The latest Air Quality Life Index (AQLI) published by EPIC also states that in Delhi, the country’s capital, which is the ‘most polluted city’ in the world, life expectancy has shortened by 11.9 years, owing to air pollution.

The report also states that in the Northern plains of the country, 521.2 million residents or 38.9% of India’s total population will potentially lose 8 years of their life on average (as per WHO indicators) and 4.5 years (as per the national standard) if the current pollution levels persist.

“Even in the least polluted district in the region — Pathankot, Punjab — particulate pollution is more than seven times the WHO limit,” says the report.

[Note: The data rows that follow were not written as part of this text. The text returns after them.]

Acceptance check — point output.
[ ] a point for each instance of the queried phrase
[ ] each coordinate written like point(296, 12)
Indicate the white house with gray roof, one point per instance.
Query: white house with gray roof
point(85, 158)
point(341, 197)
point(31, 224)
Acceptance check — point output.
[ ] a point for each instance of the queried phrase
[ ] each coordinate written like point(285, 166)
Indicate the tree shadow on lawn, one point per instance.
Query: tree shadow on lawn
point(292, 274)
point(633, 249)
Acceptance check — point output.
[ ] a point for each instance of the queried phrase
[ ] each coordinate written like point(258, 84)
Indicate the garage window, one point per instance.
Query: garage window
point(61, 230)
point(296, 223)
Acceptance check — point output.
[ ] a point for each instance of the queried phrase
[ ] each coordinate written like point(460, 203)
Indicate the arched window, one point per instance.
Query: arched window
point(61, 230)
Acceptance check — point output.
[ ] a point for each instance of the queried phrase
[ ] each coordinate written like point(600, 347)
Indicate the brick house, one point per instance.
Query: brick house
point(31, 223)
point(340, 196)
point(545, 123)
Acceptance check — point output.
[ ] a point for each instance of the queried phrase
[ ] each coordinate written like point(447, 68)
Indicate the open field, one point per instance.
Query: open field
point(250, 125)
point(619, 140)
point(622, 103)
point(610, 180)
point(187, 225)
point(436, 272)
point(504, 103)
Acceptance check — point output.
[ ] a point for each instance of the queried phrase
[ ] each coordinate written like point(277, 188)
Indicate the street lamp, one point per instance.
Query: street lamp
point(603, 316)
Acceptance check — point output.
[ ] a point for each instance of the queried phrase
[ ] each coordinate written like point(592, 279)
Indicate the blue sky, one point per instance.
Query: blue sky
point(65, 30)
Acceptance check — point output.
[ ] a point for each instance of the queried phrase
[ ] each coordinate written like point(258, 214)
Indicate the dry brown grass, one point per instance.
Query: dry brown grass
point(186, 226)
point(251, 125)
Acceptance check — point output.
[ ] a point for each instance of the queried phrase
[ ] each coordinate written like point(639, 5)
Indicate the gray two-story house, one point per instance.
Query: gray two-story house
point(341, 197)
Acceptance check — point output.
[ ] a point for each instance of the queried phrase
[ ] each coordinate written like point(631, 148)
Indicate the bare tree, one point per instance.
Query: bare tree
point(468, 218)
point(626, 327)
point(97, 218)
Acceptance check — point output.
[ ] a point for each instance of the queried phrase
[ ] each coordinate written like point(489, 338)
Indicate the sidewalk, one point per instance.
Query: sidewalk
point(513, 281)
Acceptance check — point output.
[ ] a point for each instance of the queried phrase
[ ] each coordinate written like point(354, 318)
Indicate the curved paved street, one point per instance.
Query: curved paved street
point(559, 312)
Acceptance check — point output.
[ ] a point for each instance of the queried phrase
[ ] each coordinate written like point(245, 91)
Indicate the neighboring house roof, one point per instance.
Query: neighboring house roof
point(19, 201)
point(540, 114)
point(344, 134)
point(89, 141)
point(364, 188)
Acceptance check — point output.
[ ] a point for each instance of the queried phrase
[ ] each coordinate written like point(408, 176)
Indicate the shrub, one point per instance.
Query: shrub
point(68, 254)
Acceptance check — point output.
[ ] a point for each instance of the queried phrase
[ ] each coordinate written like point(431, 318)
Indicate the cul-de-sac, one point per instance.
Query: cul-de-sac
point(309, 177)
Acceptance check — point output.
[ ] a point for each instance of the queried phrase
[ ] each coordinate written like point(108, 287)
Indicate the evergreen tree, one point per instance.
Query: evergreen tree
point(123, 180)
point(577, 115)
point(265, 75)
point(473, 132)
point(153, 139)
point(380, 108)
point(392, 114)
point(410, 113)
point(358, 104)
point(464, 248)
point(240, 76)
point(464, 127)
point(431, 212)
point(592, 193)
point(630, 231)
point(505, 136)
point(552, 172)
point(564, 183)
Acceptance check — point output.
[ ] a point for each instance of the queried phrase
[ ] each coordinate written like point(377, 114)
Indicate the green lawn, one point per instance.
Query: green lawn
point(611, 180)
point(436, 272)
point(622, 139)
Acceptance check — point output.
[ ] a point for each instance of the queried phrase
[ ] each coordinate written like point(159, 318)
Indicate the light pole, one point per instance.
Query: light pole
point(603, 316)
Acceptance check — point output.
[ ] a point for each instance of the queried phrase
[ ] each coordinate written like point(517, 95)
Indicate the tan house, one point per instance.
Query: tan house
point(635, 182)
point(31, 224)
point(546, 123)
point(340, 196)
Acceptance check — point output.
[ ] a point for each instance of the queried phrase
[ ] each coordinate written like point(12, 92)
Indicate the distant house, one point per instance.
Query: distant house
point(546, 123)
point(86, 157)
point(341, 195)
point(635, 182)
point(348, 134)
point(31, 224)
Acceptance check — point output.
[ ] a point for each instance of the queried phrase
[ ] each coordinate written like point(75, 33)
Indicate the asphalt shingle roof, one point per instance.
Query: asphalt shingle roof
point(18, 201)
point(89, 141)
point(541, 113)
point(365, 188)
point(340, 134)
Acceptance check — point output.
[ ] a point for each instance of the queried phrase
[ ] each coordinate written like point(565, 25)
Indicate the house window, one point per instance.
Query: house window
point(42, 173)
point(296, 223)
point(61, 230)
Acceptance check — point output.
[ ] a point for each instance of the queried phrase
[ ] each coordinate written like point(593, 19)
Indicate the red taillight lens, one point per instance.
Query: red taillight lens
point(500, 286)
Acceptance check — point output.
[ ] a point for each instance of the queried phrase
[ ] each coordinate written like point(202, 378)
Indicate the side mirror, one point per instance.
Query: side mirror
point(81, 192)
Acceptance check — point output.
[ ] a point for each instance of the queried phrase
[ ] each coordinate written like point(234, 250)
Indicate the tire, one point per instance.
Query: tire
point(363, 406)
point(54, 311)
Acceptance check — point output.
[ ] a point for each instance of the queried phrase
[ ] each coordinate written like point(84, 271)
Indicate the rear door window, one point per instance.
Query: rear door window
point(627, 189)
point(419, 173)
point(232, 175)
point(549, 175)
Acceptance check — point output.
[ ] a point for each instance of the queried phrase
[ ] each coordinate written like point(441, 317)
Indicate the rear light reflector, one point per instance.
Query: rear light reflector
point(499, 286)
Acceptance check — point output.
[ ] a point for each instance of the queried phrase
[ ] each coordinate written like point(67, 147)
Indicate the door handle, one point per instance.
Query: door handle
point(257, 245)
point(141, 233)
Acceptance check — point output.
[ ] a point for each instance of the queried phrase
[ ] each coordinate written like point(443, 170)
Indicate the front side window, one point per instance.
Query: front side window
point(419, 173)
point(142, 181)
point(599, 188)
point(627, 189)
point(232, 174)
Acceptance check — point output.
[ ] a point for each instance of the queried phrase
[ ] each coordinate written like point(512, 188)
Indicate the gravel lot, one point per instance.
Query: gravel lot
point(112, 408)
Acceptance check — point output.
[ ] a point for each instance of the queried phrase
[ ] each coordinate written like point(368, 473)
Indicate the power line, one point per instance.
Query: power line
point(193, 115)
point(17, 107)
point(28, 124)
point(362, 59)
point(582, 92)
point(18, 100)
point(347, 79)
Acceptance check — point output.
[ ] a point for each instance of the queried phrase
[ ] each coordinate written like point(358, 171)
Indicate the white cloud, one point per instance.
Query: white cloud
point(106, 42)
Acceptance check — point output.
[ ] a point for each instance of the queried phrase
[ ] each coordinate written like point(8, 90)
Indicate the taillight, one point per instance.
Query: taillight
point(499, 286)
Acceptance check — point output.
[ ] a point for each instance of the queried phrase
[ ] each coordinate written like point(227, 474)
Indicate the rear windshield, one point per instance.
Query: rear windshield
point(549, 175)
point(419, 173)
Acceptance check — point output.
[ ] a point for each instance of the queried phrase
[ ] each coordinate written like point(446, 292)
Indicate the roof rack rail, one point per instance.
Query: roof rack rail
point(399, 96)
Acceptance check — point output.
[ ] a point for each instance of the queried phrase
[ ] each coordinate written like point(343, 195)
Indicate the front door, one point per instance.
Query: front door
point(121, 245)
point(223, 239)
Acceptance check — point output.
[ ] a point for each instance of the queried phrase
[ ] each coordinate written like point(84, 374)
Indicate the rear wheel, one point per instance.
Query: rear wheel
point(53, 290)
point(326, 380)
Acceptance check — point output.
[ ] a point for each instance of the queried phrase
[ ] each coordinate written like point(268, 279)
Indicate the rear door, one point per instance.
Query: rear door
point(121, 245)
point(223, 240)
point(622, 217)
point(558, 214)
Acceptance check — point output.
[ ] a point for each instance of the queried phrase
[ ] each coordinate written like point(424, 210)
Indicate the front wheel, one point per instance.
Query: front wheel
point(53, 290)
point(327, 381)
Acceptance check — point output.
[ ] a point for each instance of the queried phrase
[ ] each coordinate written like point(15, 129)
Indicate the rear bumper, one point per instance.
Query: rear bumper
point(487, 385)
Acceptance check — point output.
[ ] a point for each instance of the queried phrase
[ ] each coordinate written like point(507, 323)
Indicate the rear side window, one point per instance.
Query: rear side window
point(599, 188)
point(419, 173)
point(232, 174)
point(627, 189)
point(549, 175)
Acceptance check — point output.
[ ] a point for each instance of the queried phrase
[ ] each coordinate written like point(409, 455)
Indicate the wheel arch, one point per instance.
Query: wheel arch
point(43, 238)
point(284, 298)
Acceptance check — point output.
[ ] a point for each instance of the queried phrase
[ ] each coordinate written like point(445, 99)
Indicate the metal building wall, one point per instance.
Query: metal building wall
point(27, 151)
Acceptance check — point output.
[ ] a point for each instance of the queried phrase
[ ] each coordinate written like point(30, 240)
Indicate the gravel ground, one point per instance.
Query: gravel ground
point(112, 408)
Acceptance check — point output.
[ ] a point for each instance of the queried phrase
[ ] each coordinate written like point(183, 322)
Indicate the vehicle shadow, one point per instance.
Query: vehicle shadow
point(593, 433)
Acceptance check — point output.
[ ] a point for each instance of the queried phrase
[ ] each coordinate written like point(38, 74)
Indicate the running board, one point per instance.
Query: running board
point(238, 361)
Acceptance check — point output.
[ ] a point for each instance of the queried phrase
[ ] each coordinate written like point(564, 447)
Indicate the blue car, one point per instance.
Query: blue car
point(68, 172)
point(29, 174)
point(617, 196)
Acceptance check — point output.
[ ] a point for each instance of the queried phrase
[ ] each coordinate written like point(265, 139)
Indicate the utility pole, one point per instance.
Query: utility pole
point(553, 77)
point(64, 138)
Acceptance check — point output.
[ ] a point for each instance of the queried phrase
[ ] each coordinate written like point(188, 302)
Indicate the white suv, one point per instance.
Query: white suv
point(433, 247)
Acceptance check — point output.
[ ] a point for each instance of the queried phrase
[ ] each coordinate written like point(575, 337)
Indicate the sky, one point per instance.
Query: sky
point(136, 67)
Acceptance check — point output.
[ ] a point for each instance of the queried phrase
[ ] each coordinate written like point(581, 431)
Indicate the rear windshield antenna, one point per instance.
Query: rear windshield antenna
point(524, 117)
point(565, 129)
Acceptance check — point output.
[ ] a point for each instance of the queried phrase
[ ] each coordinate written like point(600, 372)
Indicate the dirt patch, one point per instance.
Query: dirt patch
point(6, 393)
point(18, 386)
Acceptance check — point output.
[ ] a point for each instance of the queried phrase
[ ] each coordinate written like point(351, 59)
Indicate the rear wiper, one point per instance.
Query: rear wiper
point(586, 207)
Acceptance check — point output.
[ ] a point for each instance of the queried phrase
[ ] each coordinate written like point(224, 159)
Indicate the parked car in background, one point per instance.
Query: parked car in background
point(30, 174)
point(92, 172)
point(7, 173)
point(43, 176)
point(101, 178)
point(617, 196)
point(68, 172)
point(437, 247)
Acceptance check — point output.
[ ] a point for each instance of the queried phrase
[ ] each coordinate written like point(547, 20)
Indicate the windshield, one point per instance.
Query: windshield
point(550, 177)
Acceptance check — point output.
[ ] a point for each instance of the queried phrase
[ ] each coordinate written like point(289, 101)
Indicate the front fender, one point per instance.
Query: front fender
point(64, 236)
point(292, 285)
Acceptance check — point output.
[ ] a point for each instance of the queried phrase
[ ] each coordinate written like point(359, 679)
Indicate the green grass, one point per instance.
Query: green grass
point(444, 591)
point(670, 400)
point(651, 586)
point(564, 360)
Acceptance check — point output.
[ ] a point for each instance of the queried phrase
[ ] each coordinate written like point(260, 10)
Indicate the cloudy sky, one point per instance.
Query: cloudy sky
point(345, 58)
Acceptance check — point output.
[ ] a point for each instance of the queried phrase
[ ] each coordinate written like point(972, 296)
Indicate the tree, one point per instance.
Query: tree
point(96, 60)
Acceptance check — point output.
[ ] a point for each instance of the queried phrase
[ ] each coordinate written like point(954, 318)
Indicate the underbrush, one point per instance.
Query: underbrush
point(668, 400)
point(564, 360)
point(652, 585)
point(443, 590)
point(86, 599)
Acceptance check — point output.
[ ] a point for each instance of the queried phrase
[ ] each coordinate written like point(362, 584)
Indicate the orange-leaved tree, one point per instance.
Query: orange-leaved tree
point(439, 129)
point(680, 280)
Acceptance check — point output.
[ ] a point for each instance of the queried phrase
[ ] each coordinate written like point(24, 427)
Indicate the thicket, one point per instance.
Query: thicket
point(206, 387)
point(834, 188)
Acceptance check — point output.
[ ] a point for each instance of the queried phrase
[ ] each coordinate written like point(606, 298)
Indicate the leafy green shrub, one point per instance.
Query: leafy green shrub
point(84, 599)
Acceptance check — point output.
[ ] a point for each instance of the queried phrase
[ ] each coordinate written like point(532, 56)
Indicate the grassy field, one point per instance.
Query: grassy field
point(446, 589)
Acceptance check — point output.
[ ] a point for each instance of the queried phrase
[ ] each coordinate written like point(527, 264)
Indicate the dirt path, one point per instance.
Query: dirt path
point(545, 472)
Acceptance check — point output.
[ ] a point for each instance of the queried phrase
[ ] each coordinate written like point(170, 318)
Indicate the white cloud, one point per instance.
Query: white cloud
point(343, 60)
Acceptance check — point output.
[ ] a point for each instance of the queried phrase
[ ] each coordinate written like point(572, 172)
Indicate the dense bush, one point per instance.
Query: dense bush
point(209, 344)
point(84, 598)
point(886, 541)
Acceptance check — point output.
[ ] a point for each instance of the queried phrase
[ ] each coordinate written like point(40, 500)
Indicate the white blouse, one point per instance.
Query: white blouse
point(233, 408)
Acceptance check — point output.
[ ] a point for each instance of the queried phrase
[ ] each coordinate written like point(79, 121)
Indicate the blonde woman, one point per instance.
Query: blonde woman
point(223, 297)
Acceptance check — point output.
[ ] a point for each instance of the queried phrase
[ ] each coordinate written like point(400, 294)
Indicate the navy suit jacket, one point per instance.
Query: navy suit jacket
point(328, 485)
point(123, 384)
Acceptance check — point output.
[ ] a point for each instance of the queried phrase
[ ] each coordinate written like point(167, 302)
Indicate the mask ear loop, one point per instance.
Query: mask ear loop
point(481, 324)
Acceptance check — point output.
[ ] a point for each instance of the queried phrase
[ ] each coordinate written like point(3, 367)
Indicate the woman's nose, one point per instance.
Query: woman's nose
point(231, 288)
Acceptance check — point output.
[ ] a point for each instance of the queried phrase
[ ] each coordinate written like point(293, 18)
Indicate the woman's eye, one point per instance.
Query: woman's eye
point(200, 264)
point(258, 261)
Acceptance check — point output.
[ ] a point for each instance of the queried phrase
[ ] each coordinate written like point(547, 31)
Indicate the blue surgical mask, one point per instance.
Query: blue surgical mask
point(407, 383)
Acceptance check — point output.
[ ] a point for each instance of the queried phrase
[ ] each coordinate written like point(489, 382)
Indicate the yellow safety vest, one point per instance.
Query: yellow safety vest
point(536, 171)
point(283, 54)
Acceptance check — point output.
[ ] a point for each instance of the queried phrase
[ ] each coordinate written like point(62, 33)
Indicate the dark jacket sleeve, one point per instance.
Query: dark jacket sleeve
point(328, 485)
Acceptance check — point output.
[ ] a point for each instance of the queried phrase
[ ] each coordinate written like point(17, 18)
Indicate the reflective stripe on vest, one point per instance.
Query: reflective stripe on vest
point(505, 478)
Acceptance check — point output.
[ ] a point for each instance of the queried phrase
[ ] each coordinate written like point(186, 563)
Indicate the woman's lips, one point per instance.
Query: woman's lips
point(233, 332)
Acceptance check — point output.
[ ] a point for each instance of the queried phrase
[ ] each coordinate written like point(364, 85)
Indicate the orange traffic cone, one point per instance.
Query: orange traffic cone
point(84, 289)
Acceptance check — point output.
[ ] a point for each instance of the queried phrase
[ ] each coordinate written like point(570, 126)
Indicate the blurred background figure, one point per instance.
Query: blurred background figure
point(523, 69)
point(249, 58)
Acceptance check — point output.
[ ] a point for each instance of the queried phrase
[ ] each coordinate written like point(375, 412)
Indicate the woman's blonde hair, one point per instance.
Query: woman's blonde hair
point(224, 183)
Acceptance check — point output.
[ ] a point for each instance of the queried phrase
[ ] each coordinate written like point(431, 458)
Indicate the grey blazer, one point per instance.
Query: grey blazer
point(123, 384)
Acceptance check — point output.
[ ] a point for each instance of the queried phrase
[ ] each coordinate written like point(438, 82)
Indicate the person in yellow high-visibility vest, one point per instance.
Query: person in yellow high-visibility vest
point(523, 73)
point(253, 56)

“Though particulate pollution in the northern plains is exacerbated by geologic and meteorological factors, the AQLI’s dust and sea salt-removed PM 2.5 data implies that human activity plays a key role in generating severe particulate pollution. That is likely because the region’s population density is nearly three times the rest of the country, meaning more pollution from vehicular, residential and agricultural sources”, the report states.
India’s entire population of 1.3 billion people live in areas where the annual average particulate pollution level exceeds the WHO limit. 67.4% of the population lives in areas that exceed the country’s own national air quality standard of 40 µg/m3.

In 2019, India declared a “war against pollution” and launched its National Clean Air Programme (NCAP), signalling a desire to reduce particulate pollution. NCAP originally aimed to reduce particulate pollution by 20-30% nationally, relative to the 2017 levels, by 2024. It focused on 102 cities that were not meeting India’s national annual average PM 2.5 standard. These cities were termed as “non-attainment cities.”

In 2022, the Centre announced its renewed particulate pollution reduction target for NCAP, setting no national goal. The new goal aims for a 40% reduction in particulate pollution in non-attainment cities by 2025-26. If the ambition of the revised target is met, these cities’ overall annual average PM 2.5 exposure would be 21.9 µg/m3, lower than 2017 levels. This would add 2.1 years to the life of the average Indian living in these cities and 7.9 months to the life of the average Indian across the country.

According to a study by the Lancet on Pollution and Health, that came out in 2022, 2.3 million Indians died due to pollution in 2019, out of which 1.6 million deaths were on account of air pollution. It states how India remains one of the worst affected. In the same year, India’s average particulate matter concentration was 70.3 µg/m³, the highest in the world.

A 2022 report released by the Swiss technology company IQAir stated that on average, India had the 8th most polluted air and that its cities constituted a dozen of the 15 most polluted cities in the world. “According to the World Bank’s report on Air Pollution in South Asia 2022, air pollution causes an estimated two million premature deaths across the region each year and incurs significant economic costs,” IQAir said.

Other sources such as the combustion of solid fuels for cooking and heating, emissions from small industries such as brick kilns, burning of municipal and agricultural waste, and cremation, also significantly contribute to air pollution in India, the report says.

Other countries across South Asia are beginning to take policy actions. Nepal has instituted an Air Quality Management Action Plan for Kathmandu Valley and adopted various other policies to control emissions from vehicles and industries and manage air quality. In Pakistan, the government is installing more pollution monitors and shutting down factories in highly polluted districts during the winter months when energy demand soars. Similarly, Bangladesh has doubled its monitoring capacity and real-time air pollution measurements now cover eight of its cities.

The real test for these policy changes in South Asia will be if they are able to make the air cleaner and lengthen average life expectancies in the region.